Los médicos afirman que aquellos que tienen problemas de audición también pueden tener problemas con la estabilidad. Cualquier problema originado en la zona de los oídos puede producir en las personas mareos que les hace hasta desestabilizarse, caer e incluso desmayarse.
En la vida espiritual sucede lo mismo. Si nuestro oír está defectuoso, perderemos la estabilidad y caeremos de nuestra condición espiritual.
La mejor manera de mantener sano nuestro oído espiritual es oyendo la Palabra de DIOS.

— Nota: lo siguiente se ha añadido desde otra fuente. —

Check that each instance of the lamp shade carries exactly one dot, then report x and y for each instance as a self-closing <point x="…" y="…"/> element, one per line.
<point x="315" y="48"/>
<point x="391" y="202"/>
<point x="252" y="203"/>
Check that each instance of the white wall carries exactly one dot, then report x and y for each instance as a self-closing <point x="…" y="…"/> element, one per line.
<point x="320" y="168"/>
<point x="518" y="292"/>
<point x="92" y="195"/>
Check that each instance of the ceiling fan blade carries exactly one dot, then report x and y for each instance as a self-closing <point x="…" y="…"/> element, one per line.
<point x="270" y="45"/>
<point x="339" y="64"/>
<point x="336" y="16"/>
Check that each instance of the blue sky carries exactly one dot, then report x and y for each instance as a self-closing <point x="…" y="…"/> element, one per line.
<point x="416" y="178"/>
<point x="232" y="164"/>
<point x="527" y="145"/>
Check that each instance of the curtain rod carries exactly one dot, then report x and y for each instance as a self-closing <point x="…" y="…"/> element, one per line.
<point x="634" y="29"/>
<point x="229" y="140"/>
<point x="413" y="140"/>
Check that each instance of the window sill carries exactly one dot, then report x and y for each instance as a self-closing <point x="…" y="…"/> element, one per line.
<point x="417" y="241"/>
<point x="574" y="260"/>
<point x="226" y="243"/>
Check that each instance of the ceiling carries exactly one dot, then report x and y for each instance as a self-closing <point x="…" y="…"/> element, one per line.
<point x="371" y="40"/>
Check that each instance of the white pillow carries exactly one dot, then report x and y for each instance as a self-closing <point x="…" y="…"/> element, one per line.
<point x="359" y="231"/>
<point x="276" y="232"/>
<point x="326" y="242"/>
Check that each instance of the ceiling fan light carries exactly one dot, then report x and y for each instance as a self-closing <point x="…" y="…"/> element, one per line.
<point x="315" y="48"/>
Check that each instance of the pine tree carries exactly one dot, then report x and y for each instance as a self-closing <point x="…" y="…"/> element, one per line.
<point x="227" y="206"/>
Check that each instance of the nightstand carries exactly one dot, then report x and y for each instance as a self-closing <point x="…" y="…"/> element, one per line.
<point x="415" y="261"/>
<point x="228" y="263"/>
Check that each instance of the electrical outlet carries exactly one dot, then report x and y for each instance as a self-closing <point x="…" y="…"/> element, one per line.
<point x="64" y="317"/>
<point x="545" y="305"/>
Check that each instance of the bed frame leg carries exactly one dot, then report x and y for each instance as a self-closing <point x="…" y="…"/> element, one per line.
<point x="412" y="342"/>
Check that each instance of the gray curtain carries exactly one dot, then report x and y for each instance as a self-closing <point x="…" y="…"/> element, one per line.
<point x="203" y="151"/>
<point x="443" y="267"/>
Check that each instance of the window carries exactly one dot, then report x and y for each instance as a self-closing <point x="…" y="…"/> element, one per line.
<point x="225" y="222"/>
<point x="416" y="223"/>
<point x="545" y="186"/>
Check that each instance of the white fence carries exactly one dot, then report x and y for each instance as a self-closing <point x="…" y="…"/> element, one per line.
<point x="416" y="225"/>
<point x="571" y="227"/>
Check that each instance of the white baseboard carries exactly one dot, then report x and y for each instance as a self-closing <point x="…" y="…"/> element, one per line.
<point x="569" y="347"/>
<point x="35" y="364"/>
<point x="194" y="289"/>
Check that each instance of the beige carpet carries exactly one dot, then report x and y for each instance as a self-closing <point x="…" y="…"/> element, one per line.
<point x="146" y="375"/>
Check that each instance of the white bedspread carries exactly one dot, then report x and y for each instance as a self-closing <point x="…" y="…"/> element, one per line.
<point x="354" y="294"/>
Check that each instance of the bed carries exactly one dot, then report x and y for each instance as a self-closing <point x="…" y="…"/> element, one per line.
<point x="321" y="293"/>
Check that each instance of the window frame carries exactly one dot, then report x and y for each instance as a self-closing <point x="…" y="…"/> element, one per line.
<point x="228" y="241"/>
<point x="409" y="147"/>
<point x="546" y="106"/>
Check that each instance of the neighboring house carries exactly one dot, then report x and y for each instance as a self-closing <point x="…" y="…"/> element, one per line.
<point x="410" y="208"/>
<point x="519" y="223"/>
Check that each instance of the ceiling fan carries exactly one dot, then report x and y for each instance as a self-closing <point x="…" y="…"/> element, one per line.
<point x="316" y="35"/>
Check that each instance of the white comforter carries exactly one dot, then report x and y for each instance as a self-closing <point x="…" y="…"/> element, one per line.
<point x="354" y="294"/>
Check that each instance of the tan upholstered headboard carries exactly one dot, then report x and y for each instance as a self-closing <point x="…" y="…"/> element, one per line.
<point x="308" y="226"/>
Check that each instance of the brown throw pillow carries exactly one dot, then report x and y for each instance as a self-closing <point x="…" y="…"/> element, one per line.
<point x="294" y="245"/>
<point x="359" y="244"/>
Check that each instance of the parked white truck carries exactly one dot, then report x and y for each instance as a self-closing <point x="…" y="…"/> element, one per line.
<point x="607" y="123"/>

Cuántas veces durante el día oímos distintas voces que intentan impedir que oigamos la Palabra de DIOS. Esas palabras no sólo pueden ser las llamadas comúnmente malas palabras y/o palabras obscenas. Me refiero también a aquellas palabras negativas de calumnias, chismes, desaliento, etc., que vienen sobre nuestra mente para torturarnos y hacernos caer de nuestra estabilidad cristiana.
La Biblia enseña que la fe nace al oír el mensaje, y el mensaje viene de la Palabra de DIOS.”
Propongámonos en este día hacer “oídos sordos” a toda palabra que no sea la del SEÑOR y a la vez a tener un oído bien dispuesto para escuchar las promesas vigentes y eternas de la Palabra de DIOS.
OREMOS: SEÑOR, cierra mis oídos a lo que no conviene que escuche. Sólo quiero escuchar TU voz y aferrarme a TU Palabra para que mi fe en este día crezca un poco más y pueda serte fiel. Por CRISTO JESÚS, amén.